Impératrices transmigrantes (hommes et femmes) - Chapitre 356
"Xiao Yi!"
« Waouh, ce visage est tellement joli, il ressemble tellement au mien ! »
« Mangez vite, puis allez dormir. Je leur ferai replanter ce soir. Tous les autres ont fini de planter, il ne reste plus que les nôtres. »
« Qui a dit à votre gendre d'être si zélé ! » Tellement zélé qu'il est devenu un vieux têtu.
"Mange vite, Mumu ne dormira pas de la nuit."
A-t-il besoin de dormir ? Je ne pense pas qu'il ait jamais eu les yeux complètement ouverts.
…À minuit, je somnolais dans un arbre quand deux silhouettes sombres dispersaient des grains dans le champ. (Tu es vraiment bête
! Tu as étudié pendant tant d’années et tu n’y arrives toujours pas. As-tu donné ton savoir aux chiens
?)
J'ai enlacé la branche, frotté l'écorce contre elle et continué à somnoler.
« Sikong ! Tu l'as renversé sur moi ! »
« Ah bon ? » La voix était indifférente.
« Sikong ! Tu continues à arroser ! » On dirait que ça va dégénérer.

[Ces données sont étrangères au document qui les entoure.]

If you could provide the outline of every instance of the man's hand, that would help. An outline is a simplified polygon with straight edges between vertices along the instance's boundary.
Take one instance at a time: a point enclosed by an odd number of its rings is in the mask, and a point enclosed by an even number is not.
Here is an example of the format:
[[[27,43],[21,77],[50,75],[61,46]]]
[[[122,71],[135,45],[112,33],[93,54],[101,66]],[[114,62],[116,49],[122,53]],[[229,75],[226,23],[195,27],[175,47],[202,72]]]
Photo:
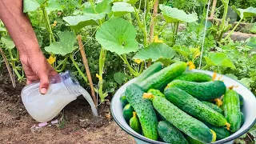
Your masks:
[[[19,52],[27,83],[40,80],[40,93],[46,94],[49,76],[57,73],[44,57],[30,22],[22,12],[22,0],[0,1],[0,19]]]
[[[57,74],[42,53],[21,55],[21,62],[26,76],[26,84],[40,80],[40,93],[46,94],[49,87],[49,76]]]

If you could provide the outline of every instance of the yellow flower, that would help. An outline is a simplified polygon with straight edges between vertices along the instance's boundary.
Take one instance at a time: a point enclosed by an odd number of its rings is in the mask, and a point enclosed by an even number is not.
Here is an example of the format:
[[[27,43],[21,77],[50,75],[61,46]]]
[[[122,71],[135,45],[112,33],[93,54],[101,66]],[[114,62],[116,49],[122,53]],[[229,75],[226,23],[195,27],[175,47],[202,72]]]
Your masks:
[[[194,63],[191,61],[188,62],[186,63],[186,65],[189,66],[190,70],[195,69],[195,66],[194,65]]]
[[[143,61],[142,60],[140,60],[140,59],[134,59],[134,62],[138,64],[140,64],[142,63]]]
[[[102,80],[102,77],[99,76],[98,74],[96,74],[96,77],[98,78],[99,81]]]
[[[53,24],[53,26],[56,26],[56,25],[57,25],[57,21],[54,21],[54,24]]]
[[[49,58],[47,59],[48,62],[50,63],[50,65],[54,63],[54,62],[56,61],[56,57],[53,57],[53,56],[50,56]]]
[[[154,36],[153,42],[155,42],[155,43],[163,43],[162,40],[158,39],[158,35]]]

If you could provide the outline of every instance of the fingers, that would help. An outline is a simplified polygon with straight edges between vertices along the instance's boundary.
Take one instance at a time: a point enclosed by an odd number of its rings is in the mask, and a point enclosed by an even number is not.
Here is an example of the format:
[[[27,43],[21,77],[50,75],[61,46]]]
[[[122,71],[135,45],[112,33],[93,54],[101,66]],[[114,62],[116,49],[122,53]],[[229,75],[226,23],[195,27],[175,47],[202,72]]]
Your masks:
[[[38,74],[40,78],[39,91],[42,94],[46,94],[49,88],[49,75],[47,72]]]

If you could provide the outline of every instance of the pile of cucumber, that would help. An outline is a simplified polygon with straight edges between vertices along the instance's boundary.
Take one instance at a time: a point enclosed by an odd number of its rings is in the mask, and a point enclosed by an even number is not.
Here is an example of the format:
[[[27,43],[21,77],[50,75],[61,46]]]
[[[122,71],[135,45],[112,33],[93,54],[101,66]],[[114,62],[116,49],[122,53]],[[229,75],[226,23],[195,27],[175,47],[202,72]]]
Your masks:
[[[120,101],[134,130],[167,143],[210,143],[229,137],[244,122],[240,94],[210,75],[188,70],[183,62],[163,69],[154,63]]]

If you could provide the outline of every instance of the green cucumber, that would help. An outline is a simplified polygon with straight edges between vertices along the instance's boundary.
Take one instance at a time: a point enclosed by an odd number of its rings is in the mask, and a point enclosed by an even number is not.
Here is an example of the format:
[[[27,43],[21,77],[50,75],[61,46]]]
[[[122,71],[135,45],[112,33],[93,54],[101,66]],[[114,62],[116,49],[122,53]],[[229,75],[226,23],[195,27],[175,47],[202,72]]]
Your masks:
[[[220,107],[218,107],[217,105],[214,105],[211,102],[206,102],[206,101],[202,101],[202,102],[206,106],[208,106],[209,107],[212,108],[213,110],[216,110],[217,112],[224,114],[224,111],[222,109],[221,109]]]
[[[144,79],[147,78],[148,77],[154,74],[154,73],[161,70],[162,67],[162,66],[161,62],[157,62],[154,63],[136,78],[136,80],[135,80],[136,82],[134,83],[138,84],[142,82]]]
[[[150,99],[154,109],[166,121],[186,134],[206,143],[210,143],[214,140],[210,130],[204,123],[186,114],[167,99],[154,96],[151,94],[144,94],[143,98]]]
[[[240,114],[241,114],[241,126],[242,126],[245,122],[245,115],[242,112],[240,112]]]
[[[167,87],[178,87],[202,101],[219,98],[225,94],[226,89],[222,81],[194,82],[174,80],[170,82]]]
[[[165,98],[165,95],[158,90],[155,90],[155,89],[150,89],[147,93],[151,93],[154,96],[159,96],[159,97],[162,97]]]
[[[126,106],[129,103],[124,94],[121,95],[119,99],[122,107]]]
[[[224,139],[230,136],[230,132],[224,126],[214,126],[211,124],[203,122],[210,130],[213,130],[216,133],[217,140]]]
[[[239,94],[238,95],[239,95],[239,101],[240,101],[240,107],[242,107],[243,106],[243,98]]]
[[[158,118],[152,102],[142,98],[143,93],[142,88],[134,83],[128,86],[126,90],[127,101],[137,113],[144,136],[157,140],[158,137]]]
[[[122,115],[126,122],[129,122],[129,120],[133,117],[134,111],[134,108],[129,103],[123,108]]]
[[[178,62],[173,63],[146,78],[139,86],[144,91],[147,91],[150,89],[162,90],[170,81],[181,75],[186,70],[186,62]]]
[[[167,121],[161,121],[158,125],[158,132],[160,138],[168,143],[188,144],[182,134]]]
[[[228,90],[223,97],[224,114],[231,125],[230,131],[236,132],[241,126],[239,95],[233,90]]]
[[[178,87],[165,90],[166,98],[188,114],[216,126],[228,126],[222,114]]]
[[[142,126],[137,117],[136,112],[133,112],[133,117],[130,119],[130,126],[138,134],[142,133]]]
[[[185,72],[182,75],[177,77],[175,80],[176,79],[202,82],[212,81],[213,78],[210,75],[201,72]]]

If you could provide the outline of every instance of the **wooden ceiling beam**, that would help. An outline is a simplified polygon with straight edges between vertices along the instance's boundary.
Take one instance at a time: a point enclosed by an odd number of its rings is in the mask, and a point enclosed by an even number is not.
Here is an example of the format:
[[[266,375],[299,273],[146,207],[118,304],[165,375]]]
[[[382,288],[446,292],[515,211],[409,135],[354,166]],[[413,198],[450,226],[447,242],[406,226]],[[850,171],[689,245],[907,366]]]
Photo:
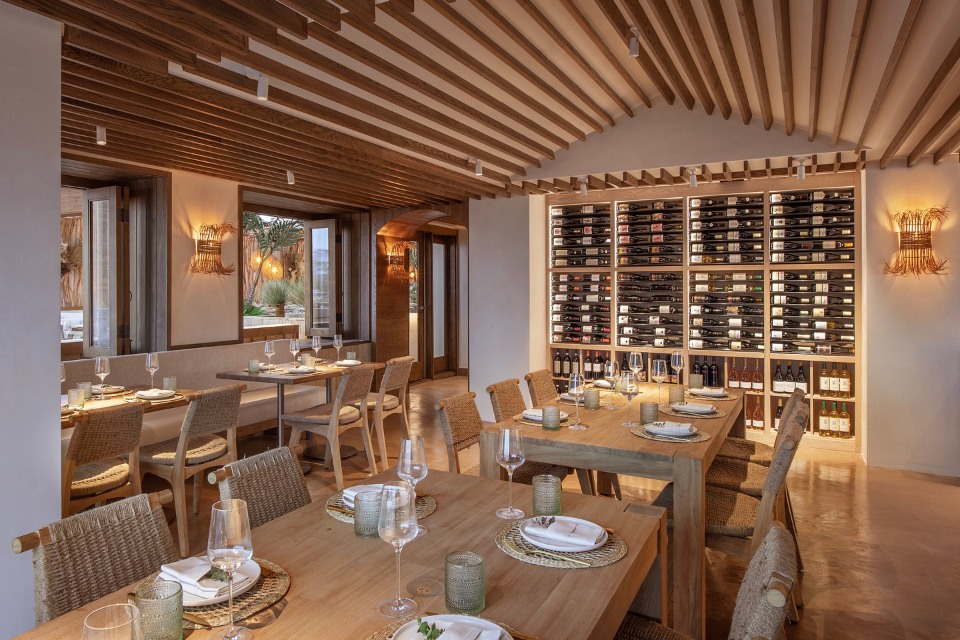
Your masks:
[[[857,0],[857,11],[853,17],[853,28],[850,32],[850,47],[847,49],[847,61],[843,66],[843,79],[840,81],[837,115],[833,122],[833,138],[830,141],[834,146],[840,141],[840,134],[843,131],[843,120],[847,115],[850,92],[853,90],[853,81],[857,75],[857,65],[860,62],[860,51],[863,48],[863,36],[867,30],[872,1]]]
[[[750,124],[753,119],[753,110],[750,108],[747,88],[744,86],[743,76],[740,74],[740,64],[737,62],[737,53],[733,48],[733,41],[730,39],[730,30],[727,28],[727,19],[723,15],[723,6],[720,4],[720,0],[704,0],[704,4],[707,9],[707,16],[710,18],[713,39],[720,49],[723,68],[727,73],[730,85],[733,87],[733,97],[737,101],[740,119],[743,120],[743,124]]]
[[[903,54],[903,48],[910,37],[910,31],[913,29],[913,23],[917,19],[917,13],[920,11],[920,5],[923,0],[910,0],[907,11],[903,15],[903,21],[900,23],[900,31],[897,33],[897,39],[893,43],[893,49],[890,50],[890,57],[887,59],[887,66],[883,69],[883,76],[880,78],[880,84],[877,85],[877,93],[873,97],[873,103],[870,105],[870,111],[863,122],[863,128],[860,129],[860,137],[857,139],[857,152],[863,149],[867,134],[870,133],[873,122],[880,112],[883,105],[883,99],[887,95],[887,89],[890,87],[890,81],[893,79],[893,73],[897,70],[900,63],[900,56]]]
[[[673,63],[673,58],[670,56],[670,53],[666,47],[663,46],[663,42],[660,41],[660,36],[657,35],[657,30],[647,17],[646,10],[640,5],[640,0],[621,0],[621,2],[626,8],[633,24],[637,27],[637,31],[640,32],[641,40],[643,40],[647,48],[650,49],[660,69],[663,70],[664,76],[670,81],[677,95],[680,96],[680,100],[686,105],[687,109],[693,109],[696,104],[693,94],[690,93],[690,89],[687,88],[683,78],[680,76],[680,72]]]
[[[686,39],[683,37],[683,34],[680,33],[680,27],[677,25],[677,21],[673,19],[673,14],[670,12],[670,5],[666,2],[653,2],[650,6],[653,8],[654,16],[660,24],[660,28],[665,33],[667,41],[670,42],[674,53],[680,59],[680,66],[683,67],[687,80],[690,81],[694,93],[697,94],[697,98],[700,100],[700,104],[703,105],[704,110],[708,114],[713,113],[713,110],[716,108],[713,96],[710,95],[706,83],[700,76],[700,70],[697,69],[697,63],[693,60],[693,55],[687,48]]]
[[[900,147],[903,146],[903,143],[906,141],[907,137],[913,133],[913,130],[916,129],[917,125],[920,124],[920,121],[930,108],[930,105],[933,104],[933,101],[938,95],[940,95],[940,92],[943,91],[943,88],[946,86],[947,78],[953,75],[958,62],[960,62],[960,38],[954,42],[953,47],[947,53],[946,57],[944,57],[943,62],[940,63],[936,73],[934,73],[933,77],[930,78],[930,82],[927,83],[927,87],[916,99],[913,109],[910,110],[910,115],[906,117],[906,119],[903,121],[903,124],[900,125],[900,128],[887,144],[886,150],[880,157],[881,169],[887,168],[894,156],[896,156],[897,152],[900,151]]]
[[[760,100],[760,118],[767,131],[773,126],[773,109],[770,106],[770,90],[767,88],[767,71],[763,64],[763,50],[760,48],[760,30],[757,27],[757,13],[753,0],[737,0],[737,12],[740,14],[740,26],[747,41],[747,55],[750,58],[750,71],[753,84]]]
[[[597,48],[603,57],[607,61],[608,68],[616,71],[620,78],[630,87],[630,90],[633,91],[640,101],[643,102],[648,107],[652,107],[653,103],[650,101],[649,96],[643,90],[637,81],[632,75],[627,71],[627,68],[620,64],[620,60],[613,54],[613,51],[610,50],[610,47],[607,45],[606,40],[601,36],[593,25],[587,20],[586,16],[583,15],[583,12],[580,11],[579,7],[573,3],[572,0],[560,0],[560,4],[563,5],[563,8],[567,10],[567,13],[570,14],[570,17],[573,18],[573,21],[577,23],[577,26],[580,27],[580,30],[583,31],[590,41],[593,42],[593,45]]]
[[[680,22],[683,24],[685,34],[685,37],[680,36],[677,42],[688,42],[690,44],[693,53],[697,56],[697,62],[700,63],[700,68],[703,70],[703,75],[710,85],[710,90],[713,92],[713,97],[717,102],[717,107],[720,109],[720,114],[724,120],[728,120],[730,114],[733,113],[733,108],[730,106],[730,99],[727,97],[727,92],[723,88],[723,82],[720,81],[717,66],[713,63],[713,55],[707,46],[707,40],[703,35],[703,30],[700,28],[700,21],[697,19],[693,5],[690,3],[690,0],[675,0],[675,2],[676,14],[680,16]],[[661,4],[655,2],[653,6],[659,7]],[[669,11],[669,9],[666,9],[665,4],[662,6],[664,6],[664,10]]]
[[[773,22],[777,31],[777,61],[780,63],[780,91],[783,94],[783,121],[787,135],[793,135],[793,49],[790,42],[790,4],[774,0]]]

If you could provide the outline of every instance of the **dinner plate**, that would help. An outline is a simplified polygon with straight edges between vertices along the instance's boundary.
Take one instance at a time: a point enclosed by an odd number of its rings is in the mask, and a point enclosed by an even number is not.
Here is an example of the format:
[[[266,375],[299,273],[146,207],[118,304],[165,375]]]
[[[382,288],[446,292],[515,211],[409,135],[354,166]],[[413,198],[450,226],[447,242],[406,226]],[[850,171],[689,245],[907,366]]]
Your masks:
[[[233,597],[236,598],[239,595],[243,595],[247,591],[253,588],[253,585],[257,584],[257,580],[260,579],[260,565],[258,565],[253,560],[247,560],[240,568],[237,569],[237,572],[233,575],[234,583],[240,578],[248,577],[250,578],[242,587],[233,588]],[[164,578],[162,576],[157,576],[157,580],[169,580],[169,578]],[[203,598],[201,596],[195,596],[192,593],[183,592],[183,606],[185,607],[205,607],[208,604],[219,604],[221,602],[226,602],[230,598],[230,594],[225,593],[222,596],[214,596],[213,598]]]
[[[454,613],[444,613],[436,616],[423,616],[421,618],[426,623],[437,625],[438,629],[446,630],[454,622],[463,622],[485,631],[499,631],[500,640],[513,640],[513,636],[507,633],[503,627],[494,624],[483,618],[474,618],[473,616],[461,616]],[[423,635],[417,632],[420,626],[416,620],[411,620],[407,624],[397,629],[392,636],[392,640],[423,640]],[[441,636],[443,637],[443,636]]]
[[[571,518],[570,516],[552,516],[557,520],[566,520],[568,522],[582,522],[585,524],[590,524],[594,527],[599,526],[589,520],[581,520],[580,518]],[[600,542],[595,544],[570,544],[567,542],[560,542],[558,540],[546,540],[537,535],[537,529],[541,528],[537,524],[539,518],[529,518],[520,523],[520,535],[523,536],[523,539],[529,542],[530,544],[540,547],[541,549],[547,549],[549,551],[566,551],[566,552],[577,552],[577,551],[591,551],[602,547],[607,543],[607,532],[604,530],[603,534],[600,536]]]

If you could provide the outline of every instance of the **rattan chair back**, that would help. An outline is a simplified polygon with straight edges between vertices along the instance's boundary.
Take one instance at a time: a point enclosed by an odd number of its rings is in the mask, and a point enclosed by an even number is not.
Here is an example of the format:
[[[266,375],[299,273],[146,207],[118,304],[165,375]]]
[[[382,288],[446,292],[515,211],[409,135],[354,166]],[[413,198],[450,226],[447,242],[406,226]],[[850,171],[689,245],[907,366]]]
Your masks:
[[[230,473],[220,481],[220,499],[246,500],[253,528],[310,504],[300,463],[289,447],[269,449],[224,468]]]

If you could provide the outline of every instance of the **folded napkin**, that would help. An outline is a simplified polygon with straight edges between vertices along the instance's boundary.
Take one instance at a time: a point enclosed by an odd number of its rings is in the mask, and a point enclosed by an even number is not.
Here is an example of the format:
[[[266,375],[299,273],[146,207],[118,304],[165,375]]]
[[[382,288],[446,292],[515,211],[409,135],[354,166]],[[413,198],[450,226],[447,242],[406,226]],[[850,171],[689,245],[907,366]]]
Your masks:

« Je n'avais pas remarqué ! » La voix était faible et apathique.
--Claquer-
-claquer-
-Claquer-
-Bruit-
—Mince ! J’ai attrapé la branche à la hâte et j’ai refusé de regarder la créature en dessous ; elle était trop terrifiante…
Cinq ans ont passé et je n'arrive toujours pas à m'y faire. La chose sous l'arbre est une créature de ce monde. Ce truc n'est pas un serpent du tout. Je parie que c'est… vous savez… je ne vous dirai pas lequel, à vous de deviner…
À ce moment-là, elle était enroulée autour de deux arbres, son large dos portant mon précieux fils sur une balançoire. Dans l'obscurité, aucun d'eux ne craignait que la créature ne le fasse tomber.
--Sifflement--
"Aaaaaah, arrête de crier !" Et si tu me faisais mourir de peur ?
--Sifflement-- Maman, cette chose se rebelle ! Elle m'a fait une peur bleue ! Elle m'a fait une peur bleue ! J'ai tellement peur, peux-tu la faire disparaître ?--Waaaaah : « Regret ! »
Waaah ! Wu Hui et Si Kong ont accouru vers moi simultanément, m'ont soulevée et déposée à terre. J'ai atterri sur le dos d'un python géant et, sentant le froid glacial sous mes pieds, je me suis évanouie sur-le-champ et leur ai dit adieu…
"Ziyi !"
"Yi !"
"voler!"
"Fille!"
"Oh non!"
«Retournez vite !»
"retirer!"
« Python, ramène Wood ! »
--Sifflement--
Ce petit truc sur mon dos est tellement lourd !
Pourquoi est-ce si malheureux ? Cette magnifique créature n'est ni un rocking-chair ni un berceau, alors pourquoi doit-elle se retrouver à faire un travail à côté et à porter le fils de son maître comme une simple ouvrière ?
Elle n'en avait pas envie ; ces créatures bipèdes étaient terrifiantes !
À chaque fois qu'il se faisait ça, il sentait son niveau de cultivation diminuer.
Waaaaah-- Waaaaah--
-Waaaa--Waaaa-
-Waaah--
Le python était stupéfait : il avait crié une fois, mais qui avait crié le reste du temps ?
Un fantôme ! --Courez--
Yeux de Bois contempla d'un œil groggy le paysage qui défilait, puis baissa la tête et se rendormit.
Il avait déjà vu ce genre de situation à maintes reprises. N'était-ce pas justement le moyen de transport dont sa mère lui avait parlé
? Il pouvait bien accepter un python plus rapide qu'une calèche.
Les petites mains de Mumu agrippèrent les écailles de son corps, et il s'assoupit en tournant le volant.
[Le sourire de la beauté : Chapitre 143]
J'ai ouvert les yeux et j'ai vu Wu Hui m'aider à m'habiller, et Chou Qian m'aider à mettre mes chaussures.
« Tu m'as réveillé si tôt. » J'aurais voulu dormir encore.
Wu Hui m'a soulevé : « Tu ne peux pas dormir, on va au marché aujourd'hui. »
« Je ne pars pas. » Laissez-moi m'allonger et dormir encore un peu.